A mí no me gusta contar cosas, exceptuando unos cuantos rocambolescos episodios sexuales a mis buenas amigas. Hoy, de hecho, iba a contarles cómo se vive en esta ciudad sin agua, pero a medida que avanzaba en las líneas, más cansada me sentía, y he tirado la página a la basura.
No confío demasiado en la gente que escribe para los demás, pensando que será leída. Al final, casi nunca los leemos a ellos, sino a su imagen, a lo que creen que deberían parecerse. Me dejan indiferente los que opinan o describen sin estar ahí, y todo el mundo cree tener una opinión sobre algo, algunas magníficamente elaboradas y expuestas, pero vacías de todo sentimiento, sin un rastro de sangre a su alrededor. No, no me interesa nada que no haya nacido de un desgarro, de una visión equivocada, de una pasión sin sentido, de una herida…

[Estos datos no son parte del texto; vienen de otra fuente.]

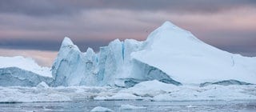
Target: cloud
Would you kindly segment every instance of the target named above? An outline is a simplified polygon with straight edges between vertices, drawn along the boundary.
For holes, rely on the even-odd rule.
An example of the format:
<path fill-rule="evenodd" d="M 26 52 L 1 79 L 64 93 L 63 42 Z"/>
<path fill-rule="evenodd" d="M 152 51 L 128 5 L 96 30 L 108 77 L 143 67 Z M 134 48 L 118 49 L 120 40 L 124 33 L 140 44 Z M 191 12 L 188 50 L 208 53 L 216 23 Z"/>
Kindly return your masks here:
<path fill-rule="evenodd" d="M 0 12 L 24 14 L 33 16 L 78 14 L 94 9 L 163 10 L 172 13 L 214 13 L 237 8 L 255 6 L 253 0 L 8 0 L 0 1 Z"/>
<path fill-rule="evenodd" d="M 68 36 L 82 51 L 98 50 L 115 38 L 144 40 L 169 20 L 206 43 L 253 55 L 255 4 L 250 0 L 0 1 L 0 48 L 56 51 Z"/>
<path fill-rule="evenodd" d="M 57 56 L 57 52 L 54 51 L 43 51 L 43 50 L 10 50 L 0 49 L 1 56 L 23 56 L 32 58 L 40 66 L 50 67 L 54 59 Z"/>

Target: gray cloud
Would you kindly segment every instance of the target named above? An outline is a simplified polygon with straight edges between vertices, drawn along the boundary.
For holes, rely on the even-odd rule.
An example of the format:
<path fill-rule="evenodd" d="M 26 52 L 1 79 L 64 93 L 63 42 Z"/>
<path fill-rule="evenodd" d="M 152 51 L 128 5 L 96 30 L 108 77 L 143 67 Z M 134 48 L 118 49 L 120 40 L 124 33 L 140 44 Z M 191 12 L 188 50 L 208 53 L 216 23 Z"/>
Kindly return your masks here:
<path fill-rule="evenodd" d="M 165 21 L 206 43 L 256 55 L 253 0 L 0 1 L 0 48 L 58 50 L 69 36 L 82 50 L 114 38 L 144 40 Z"/>
<path fill-rule="evenodd" d="M 77 14 L 84 10 L 118 9 L 164 10 L 172 13 L 213 13 L 237 8 L 255 6 L 254 0 L 8 0 L 0 1 L 0 12 L 33 16 Z"/>

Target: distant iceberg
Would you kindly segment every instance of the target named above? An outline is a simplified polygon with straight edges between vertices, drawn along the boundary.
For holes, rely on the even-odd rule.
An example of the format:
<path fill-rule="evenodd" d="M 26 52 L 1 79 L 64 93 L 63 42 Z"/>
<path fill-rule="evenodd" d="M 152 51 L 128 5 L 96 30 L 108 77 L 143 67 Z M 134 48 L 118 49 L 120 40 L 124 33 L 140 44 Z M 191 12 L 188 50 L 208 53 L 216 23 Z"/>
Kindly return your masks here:
<path fill-rule="evenodd" d="M 0 86 L 44 82 L 50 86 L 128 88 L 154 80 L 175 86 L 256 84 L 256 58 L 221 50 L 170 22 L 144 42 L 115 39 L 99 50 L 81 52 L 66 37 L 51 70 L 22 58 L 0 58 Z"/>

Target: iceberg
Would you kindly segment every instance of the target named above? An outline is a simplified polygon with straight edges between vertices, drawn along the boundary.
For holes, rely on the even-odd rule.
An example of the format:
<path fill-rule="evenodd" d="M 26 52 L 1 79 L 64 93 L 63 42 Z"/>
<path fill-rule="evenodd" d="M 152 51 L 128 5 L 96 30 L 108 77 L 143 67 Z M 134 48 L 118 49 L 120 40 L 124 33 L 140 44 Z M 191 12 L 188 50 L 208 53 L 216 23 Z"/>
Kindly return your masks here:
<path fill-rule="evenodd" d="M 52 74 L 55 86 L 131 87 L 152 80 L 176 86 L 228 80 L 255 84 L 254 66 L 256 58 L 221 50 L 166 22 L 144 42 L 115 39 L 97 54 L 90 48 L 82 53 L 65 38 Z"/>
<path fill-rule="evenodd" d="M 2 86 L 36 86 L 45 82 L 50 86 L 129 88 L 154 80 L 175 86 L 256 84 L 256 58 L 215 48 L 170 22 L 146 41 L 115 39 L 98 53 L 91 48 L 81 52 L 65 37 L 51 70 L 31 59 L 11 59 L 0 58 Z"/>
<path fill-rule="evenodd" d="M 170 22 L 153 31 L 133 58 L 158 68 L 182 84 L 237 80 L 256 83 L 256 58 L 211 46 Z"/>

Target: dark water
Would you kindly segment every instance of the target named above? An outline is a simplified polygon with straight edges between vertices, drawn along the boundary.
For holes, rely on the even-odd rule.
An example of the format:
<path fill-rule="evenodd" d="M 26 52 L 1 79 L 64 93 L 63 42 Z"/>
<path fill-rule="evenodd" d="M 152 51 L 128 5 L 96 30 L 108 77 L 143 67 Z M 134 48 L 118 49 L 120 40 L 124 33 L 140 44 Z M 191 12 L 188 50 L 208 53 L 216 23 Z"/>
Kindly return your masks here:
<path fill-rule="evenodd" d="M 122 110 L 121 105 L 144 106 L 141 110 Z M 256 112 L 256 101 L 79 101 L 62 102 L 0 103 L 0 111 L 90 111 L 95 106 L 114 111 L 218 111 Z"/>

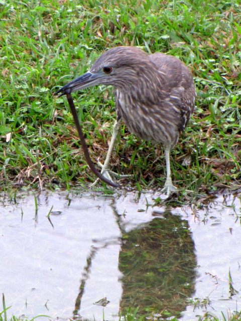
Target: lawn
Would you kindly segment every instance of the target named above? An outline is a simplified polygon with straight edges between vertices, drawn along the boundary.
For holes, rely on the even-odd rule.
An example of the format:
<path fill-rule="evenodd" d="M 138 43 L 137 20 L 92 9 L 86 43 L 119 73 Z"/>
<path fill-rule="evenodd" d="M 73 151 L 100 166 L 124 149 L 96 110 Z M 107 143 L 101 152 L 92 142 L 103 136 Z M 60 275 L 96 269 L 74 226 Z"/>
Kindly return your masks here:
<path fill-rule="evenodd" d="M 241 2 L 0 0 L 0 188 L 86 187 L 65 97 L 53 93 L 116 46 L 179 57 L 191 70 L 196 108 L 171 152 L 174 185 L 196 193 L 240 187 Z M 94 162 L 103 162 L 114 119 L 113 88 L 73 95 Z M 161 188 L 161 144 L 121 127 L 111 169 L 136 188 Z M 99 187 L 101 187 L 99 183 Z"/>

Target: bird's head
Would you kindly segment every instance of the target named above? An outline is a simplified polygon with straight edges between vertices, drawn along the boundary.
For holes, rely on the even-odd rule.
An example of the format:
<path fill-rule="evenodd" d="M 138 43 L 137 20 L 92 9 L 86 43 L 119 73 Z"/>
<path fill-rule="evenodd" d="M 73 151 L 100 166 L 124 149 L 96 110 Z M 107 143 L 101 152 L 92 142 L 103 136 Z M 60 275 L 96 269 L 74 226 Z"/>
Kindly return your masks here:
<path fill-rule="evenodd" d="M 116 87 L 133 85 L 141 73 L 152 69 L 147 54 L 135 47 L 117 47 L 107 50 L 94 62 L 90 70 L 60 88 L 56 94 L 62 96 L 100 84 Z"/>

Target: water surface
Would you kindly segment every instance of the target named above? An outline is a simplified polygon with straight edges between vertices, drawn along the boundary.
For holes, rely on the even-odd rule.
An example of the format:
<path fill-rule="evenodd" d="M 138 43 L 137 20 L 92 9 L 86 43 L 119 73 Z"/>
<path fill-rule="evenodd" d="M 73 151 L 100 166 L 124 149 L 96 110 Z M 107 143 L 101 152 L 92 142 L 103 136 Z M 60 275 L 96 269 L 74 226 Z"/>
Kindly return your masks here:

No me importan ya los libros ni las historias de todos los impostores, demasiado cobardes, como para mostrarnos de qué están hechas sus tripas. Sus ideas, que no lloran, que no se agitan ni tiemblan, sus palabras biensonantes, incapaces de arder, son como epitafios petrificados en la lápida del tiempo. Bonitas pero muertas. Que sigan bailando su baile de máscaras a millones de kilómetros de distancia de sí mismos, que continúen con esas otras novelas que no son, en definitiva, las de la propia vida, las del propio ser. Con su acerada lucidez, intensa como el rojo de un rubí arrancado a la tierra, y su perezosa desidia, adormecida entre el azul sin mística de una sobremesa, no hay otra historia que valga la pena que la personal. Pero vivimos en la superficie del ser humano, demasiado lejos de las entrañas, demasiado preocupados de que solo se vea el lado más brillante y artificial de nuestro envoltorio. Nadie se muere un poco cada día, nadie se reincorpora derrotado a dar vueltas como un imbécil en la rueda de la vida… Así nos lanzamos en tropel hacia la estupidez más absoluta y que más daño puede hacernos: la de no permitirnos ser solo seres humanos, aterrados y sedientos de amor. Pero eso nos lo callamos y construimos historias, entretanto, en las que en el colmo de la deshonestidad el yo siempre sale bien parado.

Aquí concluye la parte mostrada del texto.